Guiding adults to make healthy choices

Near the end of last year, SNAP-Ed changed its primary focus from in-school programs to adults. The reason is simple: Adults make the food choices in the home.

"If we really want to change behavior, we have to get to the parents and other adults making choices for kids," said Stephanie Martinez of the UA's Maricopa County Cooperative Extension. She supervises the SNAP-Ed program in the state's largest metropolitan area.

So how do you reach adults who use food stamps? You go to emergency food sources like St. Mary's and United Food Banks; public housing projects like the Tanner Terrace; the Department of Economic Security; the Women, Infants and Children program, plus parent organizations at schools.

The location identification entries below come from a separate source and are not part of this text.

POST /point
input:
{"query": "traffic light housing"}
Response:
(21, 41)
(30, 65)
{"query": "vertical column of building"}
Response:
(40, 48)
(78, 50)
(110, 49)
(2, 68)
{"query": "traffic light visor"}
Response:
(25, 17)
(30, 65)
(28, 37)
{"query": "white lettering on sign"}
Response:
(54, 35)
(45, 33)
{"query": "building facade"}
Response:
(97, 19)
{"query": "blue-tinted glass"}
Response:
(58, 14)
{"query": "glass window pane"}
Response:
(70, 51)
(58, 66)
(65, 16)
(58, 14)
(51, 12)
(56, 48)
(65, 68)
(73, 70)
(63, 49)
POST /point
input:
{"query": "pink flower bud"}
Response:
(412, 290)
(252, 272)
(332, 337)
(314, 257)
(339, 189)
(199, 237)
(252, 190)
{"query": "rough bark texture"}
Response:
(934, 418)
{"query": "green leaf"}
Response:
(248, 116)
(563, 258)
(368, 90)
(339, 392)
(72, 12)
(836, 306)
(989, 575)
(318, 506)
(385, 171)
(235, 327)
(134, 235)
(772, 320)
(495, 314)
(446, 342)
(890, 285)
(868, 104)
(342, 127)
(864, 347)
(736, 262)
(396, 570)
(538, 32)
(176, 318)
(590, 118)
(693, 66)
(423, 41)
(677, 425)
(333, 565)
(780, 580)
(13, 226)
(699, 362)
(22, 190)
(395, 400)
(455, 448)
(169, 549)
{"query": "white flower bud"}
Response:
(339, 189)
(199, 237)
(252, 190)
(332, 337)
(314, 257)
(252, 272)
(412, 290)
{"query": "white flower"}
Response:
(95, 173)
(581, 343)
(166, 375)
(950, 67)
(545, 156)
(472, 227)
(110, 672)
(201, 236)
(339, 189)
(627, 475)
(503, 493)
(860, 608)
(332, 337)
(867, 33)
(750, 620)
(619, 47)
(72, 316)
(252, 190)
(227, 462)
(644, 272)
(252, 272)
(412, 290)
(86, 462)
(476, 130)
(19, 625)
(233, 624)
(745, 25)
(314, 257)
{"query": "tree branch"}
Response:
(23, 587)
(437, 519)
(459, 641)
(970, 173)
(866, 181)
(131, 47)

It's not easy. But it is effective.

"We tailor the program to each site, offering different levels of service. We want them to see as many messages, as often as possible, everywhere they go," Martinez said.

Approaches vary because the population ranges from 20-something new parents, to 45-year olds recently laid off from longtime jobs, to seniors with limited mobility.

On any given day, the SNAP-Ed team could deliver posters and fliers, give10-minute talks at the Department of Economic Security and distribute take-home goodie bags with shopping tips and recipe cards – or present an hour-long class at a senior housing complex.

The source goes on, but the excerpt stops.